Situação de anormalidade climática
Seria possível considerar essa possibilidade se estivéssemos numa “normalidade climática”. Porém, esta é uma palavra que precisa ser abolida do dicionário, quando se falar em clima. Vejamos os registros da Organização Metereológica Mundial divulgados no início de 2014, a respeito dos eventos climáticos extremos no planeta.
“São Paulo teve o janeiro mais quente desde 1943. Porto Alegre marcou a maior temperatura dos últimos 71 anos no verão – 40,5ºC, e a sensação térmica no Rio de Janeiro chegou a 57ºC. Janeiro foi o mês mais frio dos Estados Unidos, desde 1994. Por duas vezes algumas regiões foram atingidas pelo vórtice polar, massas de ar que eram circunscritas ao Ártico, que atingiram latitudes mais baixas.

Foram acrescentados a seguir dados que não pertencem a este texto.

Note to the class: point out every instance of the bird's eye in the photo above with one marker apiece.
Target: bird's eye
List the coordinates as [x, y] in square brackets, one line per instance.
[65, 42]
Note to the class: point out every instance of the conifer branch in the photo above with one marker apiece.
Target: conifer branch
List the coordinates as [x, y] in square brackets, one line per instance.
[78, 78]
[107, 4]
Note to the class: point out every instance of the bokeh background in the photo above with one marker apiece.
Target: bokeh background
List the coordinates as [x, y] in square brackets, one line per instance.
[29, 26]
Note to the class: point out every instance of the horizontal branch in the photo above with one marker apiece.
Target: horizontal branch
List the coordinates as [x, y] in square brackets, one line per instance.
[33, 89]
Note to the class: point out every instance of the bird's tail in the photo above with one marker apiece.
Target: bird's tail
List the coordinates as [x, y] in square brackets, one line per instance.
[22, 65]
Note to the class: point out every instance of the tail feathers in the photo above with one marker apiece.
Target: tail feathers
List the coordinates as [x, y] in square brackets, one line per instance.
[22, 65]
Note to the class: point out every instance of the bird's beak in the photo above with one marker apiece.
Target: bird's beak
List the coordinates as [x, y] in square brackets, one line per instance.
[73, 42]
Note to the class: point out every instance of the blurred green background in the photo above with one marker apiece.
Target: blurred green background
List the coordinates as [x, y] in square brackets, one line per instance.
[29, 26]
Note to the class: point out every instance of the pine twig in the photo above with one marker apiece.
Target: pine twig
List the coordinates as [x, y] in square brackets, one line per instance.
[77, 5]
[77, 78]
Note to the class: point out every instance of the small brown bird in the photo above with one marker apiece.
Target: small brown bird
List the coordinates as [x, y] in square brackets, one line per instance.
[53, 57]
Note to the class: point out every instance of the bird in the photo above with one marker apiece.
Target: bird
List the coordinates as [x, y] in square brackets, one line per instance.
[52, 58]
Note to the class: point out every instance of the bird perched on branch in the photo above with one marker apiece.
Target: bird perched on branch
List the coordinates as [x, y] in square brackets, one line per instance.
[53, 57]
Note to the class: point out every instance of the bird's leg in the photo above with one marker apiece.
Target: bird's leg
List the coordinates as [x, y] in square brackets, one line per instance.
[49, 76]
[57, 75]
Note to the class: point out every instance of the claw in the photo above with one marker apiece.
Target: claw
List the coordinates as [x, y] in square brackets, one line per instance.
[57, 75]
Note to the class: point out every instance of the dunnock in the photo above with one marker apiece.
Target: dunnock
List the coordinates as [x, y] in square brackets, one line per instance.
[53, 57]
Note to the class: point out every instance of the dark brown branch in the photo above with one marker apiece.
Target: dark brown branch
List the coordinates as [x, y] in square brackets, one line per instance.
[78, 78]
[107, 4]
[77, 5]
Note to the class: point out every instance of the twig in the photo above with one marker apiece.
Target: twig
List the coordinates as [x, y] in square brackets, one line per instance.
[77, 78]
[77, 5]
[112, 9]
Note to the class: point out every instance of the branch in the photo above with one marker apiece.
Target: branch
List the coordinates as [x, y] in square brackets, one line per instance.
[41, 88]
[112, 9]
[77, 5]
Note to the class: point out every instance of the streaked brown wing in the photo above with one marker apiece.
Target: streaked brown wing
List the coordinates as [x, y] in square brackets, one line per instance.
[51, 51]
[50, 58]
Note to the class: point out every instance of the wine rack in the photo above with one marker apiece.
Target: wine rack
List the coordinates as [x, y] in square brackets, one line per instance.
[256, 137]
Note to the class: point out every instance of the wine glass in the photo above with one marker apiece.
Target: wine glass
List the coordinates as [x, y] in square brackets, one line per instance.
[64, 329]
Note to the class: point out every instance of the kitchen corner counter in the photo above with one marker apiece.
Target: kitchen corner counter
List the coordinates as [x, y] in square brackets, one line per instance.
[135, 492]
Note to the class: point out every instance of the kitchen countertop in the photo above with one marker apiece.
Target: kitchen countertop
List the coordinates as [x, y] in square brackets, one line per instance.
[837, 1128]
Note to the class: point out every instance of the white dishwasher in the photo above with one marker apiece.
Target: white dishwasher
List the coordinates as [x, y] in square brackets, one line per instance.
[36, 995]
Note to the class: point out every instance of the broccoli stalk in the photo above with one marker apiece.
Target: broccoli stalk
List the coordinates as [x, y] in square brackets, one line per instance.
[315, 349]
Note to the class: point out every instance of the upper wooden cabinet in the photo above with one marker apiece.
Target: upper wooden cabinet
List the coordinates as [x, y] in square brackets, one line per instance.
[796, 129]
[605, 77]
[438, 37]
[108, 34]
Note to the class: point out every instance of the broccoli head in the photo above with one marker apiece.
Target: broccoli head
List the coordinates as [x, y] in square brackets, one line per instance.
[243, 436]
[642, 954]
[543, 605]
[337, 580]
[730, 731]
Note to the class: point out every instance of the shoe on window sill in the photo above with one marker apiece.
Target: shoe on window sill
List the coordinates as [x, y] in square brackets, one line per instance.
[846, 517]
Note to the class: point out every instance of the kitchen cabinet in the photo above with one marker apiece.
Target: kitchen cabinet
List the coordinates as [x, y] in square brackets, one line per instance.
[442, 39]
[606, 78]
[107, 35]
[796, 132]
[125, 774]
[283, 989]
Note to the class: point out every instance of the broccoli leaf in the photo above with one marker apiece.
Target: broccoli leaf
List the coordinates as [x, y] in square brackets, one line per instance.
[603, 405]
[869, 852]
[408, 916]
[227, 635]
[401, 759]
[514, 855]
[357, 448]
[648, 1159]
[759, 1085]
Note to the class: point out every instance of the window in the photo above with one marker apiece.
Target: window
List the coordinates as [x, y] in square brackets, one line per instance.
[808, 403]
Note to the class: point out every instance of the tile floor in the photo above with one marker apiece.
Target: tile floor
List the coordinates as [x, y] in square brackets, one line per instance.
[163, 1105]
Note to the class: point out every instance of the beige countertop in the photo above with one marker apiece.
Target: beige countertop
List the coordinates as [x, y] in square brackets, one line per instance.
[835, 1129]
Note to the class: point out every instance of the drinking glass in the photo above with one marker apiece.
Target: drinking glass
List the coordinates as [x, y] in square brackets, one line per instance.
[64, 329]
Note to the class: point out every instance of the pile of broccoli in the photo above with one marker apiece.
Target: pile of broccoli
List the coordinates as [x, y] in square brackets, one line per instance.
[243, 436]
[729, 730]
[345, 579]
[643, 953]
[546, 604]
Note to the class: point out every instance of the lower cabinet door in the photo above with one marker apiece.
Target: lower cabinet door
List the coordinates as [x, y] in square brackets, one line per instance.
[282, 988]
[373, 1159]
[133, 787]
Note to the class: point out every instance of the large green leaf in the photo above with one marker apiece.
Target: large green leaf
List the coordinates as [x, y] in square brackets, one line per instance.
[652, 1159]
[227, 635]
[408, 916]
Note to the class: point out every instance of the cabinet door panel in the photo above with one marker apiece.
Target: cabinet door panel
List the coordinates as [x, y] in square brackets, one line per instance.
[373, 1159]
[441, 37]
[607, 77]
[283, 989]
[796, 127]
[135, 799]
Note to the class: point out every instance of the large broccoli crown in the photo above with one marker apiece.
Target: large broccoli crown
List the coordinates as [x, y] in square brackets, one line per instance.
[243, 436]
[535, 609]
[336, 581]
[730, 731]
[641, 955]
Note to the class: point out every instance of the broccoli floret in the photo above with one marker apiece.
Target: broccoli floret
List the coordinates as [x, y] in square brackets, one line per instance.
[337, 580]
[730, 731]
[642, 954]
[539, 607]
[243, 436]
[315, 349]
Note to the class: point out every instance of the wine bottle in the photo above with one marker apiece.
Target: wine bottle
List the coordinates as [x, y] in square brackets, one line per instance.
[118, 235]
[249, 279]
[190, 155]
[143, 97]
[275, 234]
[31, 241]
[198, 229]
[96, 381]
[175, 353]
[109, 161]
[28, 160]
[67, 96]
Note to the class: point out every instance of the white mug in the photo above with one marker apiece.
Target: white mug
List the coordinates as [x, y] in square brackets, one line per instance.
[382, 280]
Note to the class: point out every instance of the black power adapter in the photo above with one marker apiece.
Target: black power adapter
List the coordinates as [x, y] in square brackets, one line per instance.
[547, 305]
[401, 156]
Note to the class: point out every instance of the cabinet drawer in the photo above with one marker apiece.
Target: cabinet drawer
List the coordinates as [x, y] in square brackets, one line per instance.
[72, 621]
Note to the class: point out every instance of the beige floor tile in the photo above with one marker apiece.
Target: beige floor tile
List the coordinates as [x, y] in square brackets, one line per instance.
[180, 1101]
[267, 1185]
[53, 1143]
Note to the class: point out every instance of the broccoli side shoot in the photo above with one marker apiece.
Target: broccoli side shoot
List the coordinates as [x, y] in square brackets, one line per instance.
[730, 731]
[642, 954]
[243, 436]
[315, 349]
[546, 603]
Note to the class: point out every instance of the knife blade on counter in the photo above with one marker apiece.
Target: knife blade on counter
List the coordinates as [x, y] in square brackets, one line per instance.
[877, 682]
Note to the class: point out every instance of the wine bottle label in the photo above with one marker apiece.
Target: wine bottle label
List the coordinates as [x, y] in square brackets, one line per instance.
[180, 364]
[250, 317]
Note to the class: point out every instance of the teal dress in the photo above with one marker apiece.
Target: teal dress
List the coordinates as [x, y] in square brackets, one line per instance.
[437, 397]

Nova Iorque registro 38 graus negativos. A Califórnia enfrentou a maior seca em 100 anos, o número de incêndios chegou a 150, contra 24, no ano anterior. Roma teve uma das mais fortes nevascas desde 1980. O Reino Unido, entre dezembro de 2013 e fevereiro de 2014, sofreu inundações em cinco mil propriedades, destruição de ferrovias, e na região do rio Tamisa, em Londres, foi a maior enchente em 67 anos.”
Para completar: em julho de 2014, o Japão enfrentou uma onda de calor que matou 15 idosos em uma semana e outros 8,5 mil foram internados. Moscou, no dia 27 de julho, registrou 36,7 graus, seis acima da média.
Sem contar o fundamental em toda esta história: as margens dos rios foram destruídas, a urbanização detonou áreas de reservas onde estão localizadas as nascentes dos rios. O avanço da agricultura atingiu grande parte das bacias hidrográficas dos rios mais importantes do país, principalmente no Sul, Sudeste e no Centro-Oeste.
A ECOA, uma organização social com sede em Campo Grande, divulgou o resultado de um projeto que percorreu os rios pantaneiros durante dois anos. A situação é crítica: assoreamento, alteração dos ciclos hidrológicos, com cheias menores, águas que sobem rápido e fortes, córregos e baías que estão secando.
As temperaturas têm subido em todas as regiões; aumento de queimadas e maior período de estiagem, para resumir o trabalho que é muito detalhado e envolveu três mil pessoas.